Posted 17 September 2006 - 02:49 AM

Here is another simple quadratic time sort algorithm to experiment with, using StringSplit to convert the list to an array. It is a little longer than the parse loop variant above, but slightly faster for LONG entries (10 chars or more). It does not need the trailing delimiter.
Sort(x, delim="") {

   IfEqual delim,, SetEnv delim, `n

   StringSplit x, x, %delim%

   Loop % x0-1 {

      j = %A_Index%

      k = %j%

      Loop % x0-A_Index {

         j++

         If (After(x%k%,x%j%))

            k = %j%

      }

      z := z x%k% delim

      x%k% := x%A_Index%

   }

   Return z x%x0%

}


#3 Chris

Chris
  • Administrators
  • 10727 posts

Posted 17 September 2006 - 10:58 AM

I'd a feeling you were going to take the bait and create a function for quasi-logical sorting. :)

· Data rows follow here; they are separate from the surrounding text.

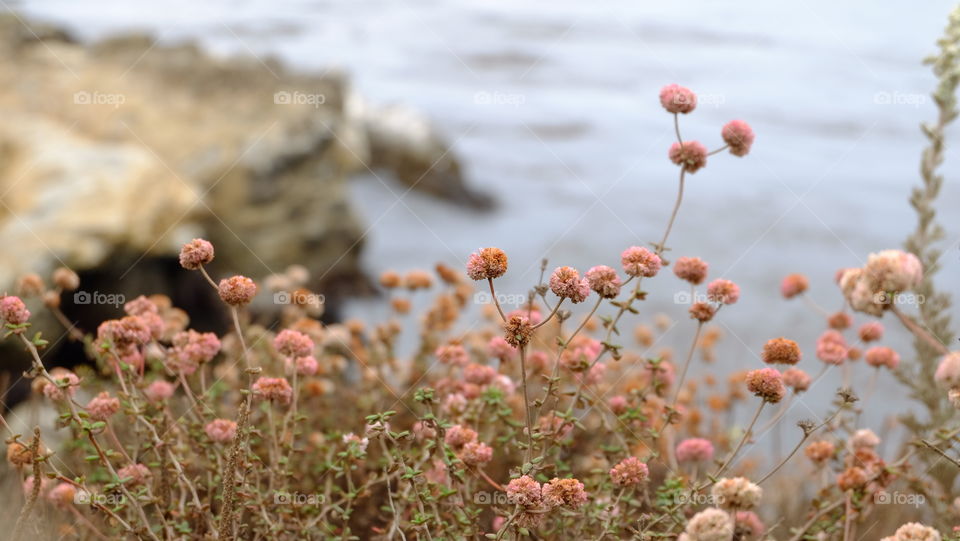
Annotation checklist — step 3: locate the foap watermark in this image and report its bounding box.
[73,490,124,507]
[73,90,127,108]
[473,90,527,107]
[873,91,927,107]
[673,291,716,304]
[473,490,511,505]
[273,492,326,506]
[873,291,927,306]
[673,492,716,506]
[873,490,927,508]
[473,291,527,306]
[73,290,127,308]
[273,291,325,306]
[273,90,327,109]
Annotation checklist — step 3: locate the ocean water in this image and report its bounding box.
[12,0,960,436]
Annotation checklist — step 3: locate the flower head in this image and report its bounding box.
[180,239,213,270]
[747,368,787,404]
[253,377,293,404]
[673,257,710,285]
[683,507,733,541]
[720,120,754,156]
[218,275,257,306]
[550,267,590,304]
[857,321,883,342]
[817,329,849,364]
[761,337,803,364]
[273,329,314,357]
[467,248,507,280]
[542,477,587,509]
[203,419,237,443]
[585,265,621,299]
[0,295,30,326]
[667,141,707,174]
[507,475,543,507]
[707,278,740,304]
[660,84,697,114]
[710,477,763,510]
[677,438,713,462]
[610,456,650,487]
[503,315,533,348]
[620,246,663,278]
[457,441,493,466]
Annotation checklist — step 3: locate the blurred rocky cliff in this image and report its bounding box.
[0,13,490,396]
[0,14,489,302]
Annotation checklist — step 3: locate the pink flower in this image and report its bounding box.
[467,248,507,280]
[720,120,754,156]
[458,441,493,466]
[660,84,697,114]
[463,363,497,385]
[667,141,707,174]
[218,275,257,306]
[0,295,30,324]
[273,329,314,357]
[143,379,175,402]
[780,274,810,299]
[47,483,77,507]
[607,395,630,415]
[253,377,293,404]
[123,295,160,316]
[434,344,470,366]
[165,329,220,376]
[43,368,80,402]
[747,368,787,404]
[864,346,900,370]
[677,438,713,462]
[673,257,710,285]
[443,425,477,450]
[550,267,590,304]
[294,355,320,376]
[857,321,883,342]
[541,478,587,509]
[203,419,237,443]
[586,265,621,299]
[933,351,960,389]
[560,334,603,372]
[783,368,812,393]
[707,278,740,304]
[817,330,849,364]
[117,464,153,486]
[487,336,517,361]
[180,239,213,270]
[620,246,663,278]
[87,391,120,421]
[507,475,543,507]
[610,456,650,487]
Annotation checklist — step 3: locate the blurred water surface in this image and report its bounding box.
[12,0,960,430]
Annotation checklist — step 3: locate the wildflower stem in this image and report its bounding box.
[707,145,730,156]
[890,304,950,355]
[656,167,687,256]
[671,321,703,407]
[487,278,510,321]
[520,346,536,462]
[712,400,767,478]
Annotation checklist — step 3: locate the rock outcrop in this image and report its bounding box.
[0,15,488,298]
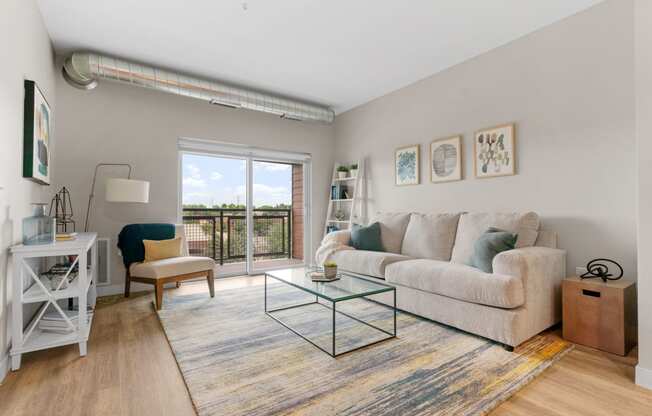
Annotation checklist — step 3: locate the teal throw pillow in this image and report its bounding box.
[470,227,518,273]
[351,222,385,251]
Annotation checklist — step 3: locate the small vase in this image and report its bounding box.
[324,266,337,279]
[23,204,56,246]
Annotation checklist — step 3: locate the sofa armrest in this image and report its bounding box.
[493,247,566,282]
[493,247,566,345]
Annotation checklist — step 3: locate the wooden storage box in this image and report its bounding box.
[562,276,636,355]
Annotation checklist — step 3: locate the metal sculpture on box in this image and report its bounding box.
[580,259,623,283]
[48,186,75,233]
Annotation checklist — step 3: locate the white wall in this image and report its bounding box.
[54,70,334,291]
[634,0,652,389]
[0,0,59,380]
[335,0,636,278]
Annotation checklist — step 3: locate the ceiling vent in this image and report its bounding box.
[63,52,335,123]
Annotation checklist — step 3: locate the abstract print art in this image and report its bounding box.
[430,136,462,183]
[473,124,516,178]
[394,145,419,185]
[23,80,52,185]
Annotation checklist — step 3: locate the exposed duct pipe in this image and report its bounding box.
[63,52,335,123]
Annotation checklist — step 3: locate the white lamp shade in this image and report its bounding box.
[106,178,149,204]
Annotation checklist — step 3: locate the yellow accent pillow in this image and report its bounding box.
[143,237,181,262]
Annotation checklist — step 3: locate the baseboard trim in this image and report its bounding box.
[636,364,652,390]
[0,354,9,384]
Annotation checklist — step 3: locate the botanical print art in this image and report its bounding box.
[23,80,52,185]
[394,145,419,185]
[474,124,516,178]
[430,136,462,182]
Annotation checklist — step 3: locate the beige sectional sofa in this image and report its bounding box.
[318,212,566,349]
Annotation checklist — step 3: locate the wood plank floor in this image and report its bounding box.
[0,277,652,416]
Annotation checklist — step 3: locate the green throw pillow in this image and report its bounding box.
[470,227,518,273]
[351,222,385,251]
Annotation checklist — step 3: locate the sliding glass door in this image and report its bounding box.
[251,160,304,271]
[179,141,310,277]
[181,153,247,276]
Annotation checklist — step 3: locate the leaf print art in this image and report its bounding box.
[474,124,515,178]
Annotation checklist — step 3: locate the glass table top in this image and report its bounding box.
[265,268,395,302]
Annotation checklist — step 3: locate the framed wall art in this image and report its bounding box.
[23,80,52,185]
[430,136,462,183]
[394,144,419,186]
[473,123,516,178]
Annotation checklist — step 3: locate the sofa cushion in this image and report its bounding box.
[469,227,518,273]
[451,212,539,264]
[330,250,410,279]
[385,259,525,309]
[351,222,385,251]
[129,256,215,279]
[401,213,460,261]
[370,213,410,254]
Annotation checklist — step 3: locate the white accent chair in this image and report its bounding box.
[125,224,215,310]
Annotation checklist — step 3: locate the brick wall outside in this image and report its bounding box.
[292,165,303,260]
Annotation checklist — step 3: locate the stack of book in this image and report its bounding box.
[57,233,77,241]
[38,309,93,334]
[41,264,79,290]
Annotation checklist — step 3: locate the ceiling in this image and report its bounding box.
[38,0,602,113]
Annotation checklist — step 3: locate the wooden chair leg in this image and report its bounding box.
[125,272,131,298]
[154,280,163,311]
[206,270,215,298]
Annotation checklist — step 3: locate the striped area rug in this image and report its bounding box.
[159,283,571,416]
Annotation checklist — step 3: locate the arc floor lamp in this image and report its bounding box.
[84,163,149,231]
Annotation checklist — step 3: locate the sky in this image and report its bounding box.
[182,154,292,206]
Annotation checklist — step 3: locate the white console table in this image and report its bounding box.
[10,233,97,371]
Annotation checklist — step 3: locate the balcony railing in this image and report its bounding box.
[183,208,292,265]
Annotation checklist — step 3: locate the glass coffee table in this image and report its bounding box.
[265,269,396,357]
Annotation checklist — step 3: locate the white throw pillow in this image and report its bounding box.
[369,213,410,254]
[401,213,460,261]
[451,212,539,264]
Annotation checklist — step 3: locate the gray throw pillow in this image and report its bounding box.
[470,227,518,273]
[351,222,385,251]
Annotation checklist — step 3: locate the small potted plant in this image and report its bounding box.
[349,163,358,178]
[324,261,337,279]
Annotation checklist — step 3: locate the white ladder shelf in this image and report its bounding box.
[324,160,367,235]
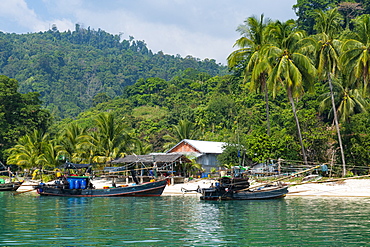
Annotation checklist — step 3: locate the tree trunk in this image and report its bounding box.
[328,74,346,177]
[288,89,308,166]
[260,74,271,136]
[265,80,271,136]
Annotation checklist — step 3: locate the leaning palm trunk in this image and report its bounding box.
[288,90,308,166]
[328,75,346,177]
[264,79,271,136]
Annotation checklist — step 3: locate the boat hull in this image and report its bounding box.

This will be a great resource. Thanks for writing it.

#4 Laszlo

Laszlo
  • Fellows
  • 4713 posts

Posted 17 September 2006 - 04:19 PM

Here is a high speed variant. It can sort a list of 100,000 short entries in about a second by a 2GHz laptop. On a directory listing it is practically instantaneous. First the list is sorted by the built in Sort command, which puts all the entries with the same PreText (text preceding the digits) next to each other. Then the script scans this list, comparing the PreText values of neighbor entries. If they are the same, the entries get collected in the list y. When a different PreText value is found, the list y of the previous entries with the same PreText get sorted, also with AHK's sort command, and it is appended to the output z. This is a numeric sort, it ignores the identical PreText's by specifying the appropriate starting column.
#NoEnv

SetBatchLines -1



a = y0,x2,x10,x100,x1,x3, ; terminate with delimiter!

MsgBox % Sort(a,",")



Sort(x, delim="") {       ; LOGIC SORT, x IS terminated with delimiter!

   IfEqual delim,, SetEnv delim, `n

   Sort x, D%delim%

   Loop Parse, x, %delim%

   {

      If (p = PreText(A_LoopField))

         y = %y%%delim%%A_LoopField%

      Else {

         Sort y, % "N D" delim " P" StrLen(p)+1

         z = %z%%y%%delim%

         p := PreText(A_LoopField)

         y = %A_LoopField%

      }

   }

   StringTrimLeft z, z, 1

   Return z

}



PreText(x) {

   Loop Parse, x, 0123456789

      Return A_LoopField

}


#5 Chris

Chris
  • Administrators
  • 10727 posts

Posted 19 September 2006 - 12:34 AM

:shock: Wow!

#6 PhiLho

PhiLho
  • Fellows
  • 6850 posts

Posted 19 September 2006 - 09:14 AM

I haven't tried to fully understand it yet, but it seems very smart.
I like the PreText function, another clever use of Loop where you loop only once, using its side effect... (the other use is to transform short file name to long one (or reverse)).